The NHS Constitution highlights the importance of people being at the heart of everything the NHS does. People should be treated with compassion, dignity and respect and involved in decisions about their care and treatment. These key themes are reflected in NICE’s guideline on patient experience in adult NHS services and quality standard on patient experience in adult NHS services.

Specialist nurse

Having a named specialist nurse who is easy to contact for information, advice and support can help people feel reassured that they are well informed and involved as much as they want to be in decisions about their care. The NICE guideline on the diagnosis and management of lung cancer recommends that a lung cancer clinical nurse specialist (CNS) is available at all stages of care.

Lung cancer CNS are nurses who have completed an accredited programme of study in lung cancer. They are a core member of the multidisciplinary team (MDT), contributing to decisions around assessment and care planning. They coordinate the patient pathway and often act as the key worker for patients referred to the team. Recent studies have shown that lung cancer CNS assessments are associated with higher rates of anti-cancer therapies.

In recent years, more people with lung cancer have been seen by a nurse specialist but this number remains lower than expected

According to the National Lung Cancer Audit (NLCA), the proportion of people seen by a lung cancer CNS has increased, from 55% in 2008 to 70% in 2017 and the National Cancer Patient Experience Survey (CPES) reports that, in 2018, 90% of people with lung cancer were given the name of a lung cancer CNS. The CPES also reports that more than three quarters of people with lung cancer found their CNS easy to contact.

Workforce data collected by Macmillan show that there has been a general increase in cancer CNSs. While the total number of lung cancer CNSs has increased, given its prevalence as the third most common cancer, it would be expected that the proportion specialising in lung cancer would be greater than 11%.


People with lung cancer face an increasing amount of new and complex information at a time when their ability to process and understand it can be impaired by the stress of their illness. NICE recommends that people with lung cancer should be given accurate and easy-to-understand information and that they should have tests and treatment options explained, including potential survival benefits, side effects and effect on symptoms.

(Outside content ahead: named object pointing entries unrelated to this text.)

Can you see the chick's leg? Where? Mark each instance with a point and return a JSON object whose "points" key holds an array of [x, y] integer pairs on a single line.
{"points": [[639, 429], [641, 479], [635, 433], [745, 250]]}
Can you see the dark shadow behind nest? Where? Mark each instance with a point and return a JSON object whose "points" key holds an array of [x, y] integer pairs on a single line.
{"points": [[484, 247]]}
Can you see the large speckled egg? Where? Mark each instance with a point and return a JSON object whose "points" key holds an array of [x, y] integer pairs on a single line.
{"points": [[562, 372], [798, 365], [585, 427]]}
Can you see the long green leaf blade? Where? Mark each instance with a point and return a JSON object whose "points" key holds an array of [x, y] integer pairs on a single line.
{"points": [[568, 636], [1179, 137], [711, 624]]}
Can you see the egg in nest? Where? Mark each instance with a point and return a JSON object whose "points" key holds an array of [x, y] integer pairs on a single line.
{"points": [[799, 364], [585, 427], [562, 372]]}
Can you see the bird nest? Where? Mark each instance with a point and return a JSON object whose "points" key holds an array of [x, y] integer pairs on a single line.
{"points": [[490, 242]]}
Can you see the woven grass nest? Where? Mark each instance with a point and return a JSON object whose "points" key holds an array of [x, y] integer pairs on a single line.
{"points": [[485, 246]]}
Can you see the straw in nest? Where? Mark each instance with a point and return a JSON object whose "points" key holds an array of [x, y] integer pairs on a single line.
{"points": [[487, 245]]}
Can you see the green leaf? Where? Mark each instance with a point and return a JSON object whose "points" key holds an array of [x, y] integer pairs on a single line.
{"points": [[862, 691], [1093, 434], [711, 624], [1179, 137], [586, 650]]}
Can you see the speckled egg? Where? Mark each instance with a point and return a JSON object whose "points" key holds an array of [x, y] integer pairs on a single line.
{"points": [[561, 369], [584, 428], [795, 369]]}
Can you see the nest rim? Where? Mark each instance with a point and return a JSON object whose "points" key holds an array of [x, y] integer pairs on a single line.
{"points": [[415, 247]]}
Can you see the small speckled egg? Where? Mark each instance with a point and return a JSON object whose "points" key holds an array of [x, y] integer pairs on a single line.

The latest CPES report shows that people with lung cancer are less likely to say that they were given easily understood, written information on their cancer compared with people with most other cancer types. Results for all other areas of communication that the cancer patient experience survey asks about are comparable between lung cancer and all other cancer types.

Everything was made clear but I was too scared to think straight and was unable to take it all on board. I couldn’t make an informed decision because of the terror I felt at dying and just went along with what I was advised to do. This, obviously, as I’m still here was the right thing to do.